I am using gRPC csharp implementation for two services to talk to one another.
When making a call from a client, I am setting a Deadline. When receiving a call on a server, I am reading what the Deadline is. To my surprise, the deadline value is not the same, it differs by a fraction of a second.
gRPC docs say that a Deadline is a fixed point in time. So I would expect to receive the same value on the server, but that is not the case.
I can see it mentioned a rounding of 100ns, but in my case it is much more.
May it account for flight time? I cannot find such logic and that would violate the notion of a fixed point in time.
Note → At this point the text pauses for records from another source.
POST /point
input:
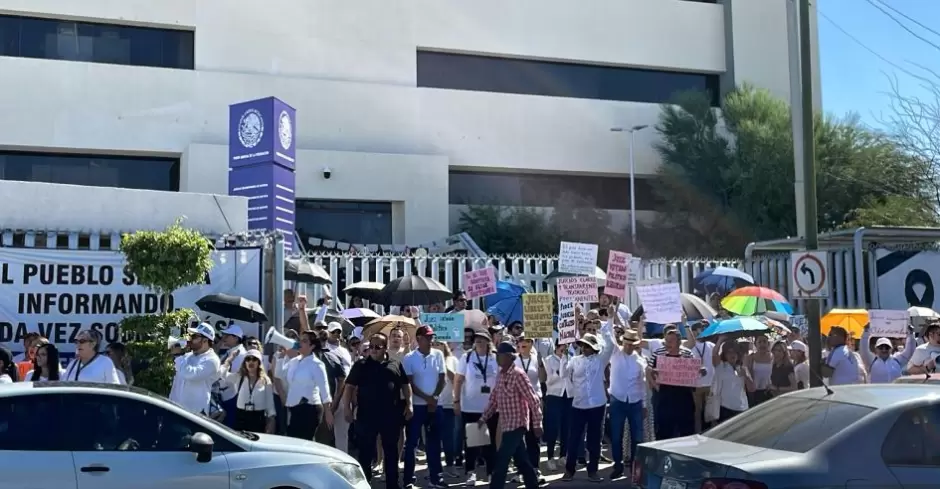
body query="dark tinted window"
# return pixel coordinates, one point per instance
(346, 221)
(91, 170)
(32, 422)
(914, 439)
(26, 37)
(112, 423)
(514, 189)
(555, 79)
(790, 424)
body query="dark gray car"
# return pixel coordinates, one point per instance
(858, 436)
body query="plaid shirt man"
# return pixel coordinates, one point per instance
(515, 401)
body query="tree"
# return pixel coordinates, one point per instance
(727, 178)
(163, 261)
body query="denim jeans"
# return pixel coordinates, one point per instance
(623, 414)
(432, 422)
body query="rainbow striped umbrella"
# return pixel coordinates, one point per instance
(754, 300)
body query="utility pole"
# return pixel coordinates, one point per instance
(809, 185)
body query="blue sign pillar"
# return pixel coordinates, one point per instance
(262, 151)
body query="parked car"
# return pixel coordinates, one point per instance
(869, 435)
(60, 435)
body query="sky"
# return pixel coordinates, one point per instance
(856, 73)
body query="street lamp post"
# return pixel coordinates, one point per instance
(633, 130)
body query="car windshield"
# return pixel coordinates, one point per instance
(791, 424)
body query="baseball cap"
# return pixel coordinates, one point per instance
(204, 329)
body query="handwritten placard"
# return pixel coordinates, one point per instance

Is there a bug in converting between gRPC internal Timespec
and c# DateTime
in the gRPC source code?
Sample (pseudo) code:
// client:
var serviceClient = new ServiceClient(new Channel("address", "port", ChannelCredentials.Insecure));
var deadline = DateTime.UtcNow;
Console.WriteLine(deadline.ToString("O"));
serviceClient.SendAsync(request, new CallOptions(null, deadline));
// server:
public override async Task Send(SendRequest request, ServerCallContext context)
{
Console.WriteLine(context.Deadline.ToString("O"));
}
Console output is:
2020-09-22T14:14:20.8359860Z
for client
2020-09-22T14:14:21.2910442Z
for server
The gRPC library is behaving as expected. While locally on a server / client, the RPC expiration time is expressed as a deadline, when sending the RPC on the wire, the timestamp is internally converted to a timeout (and then converted back to deadline once received by the peer). This is necessary to adjust for clock skew between client / server (otherwise if the time on the server is slightly off, it would mess with the expected expiry of the RPC).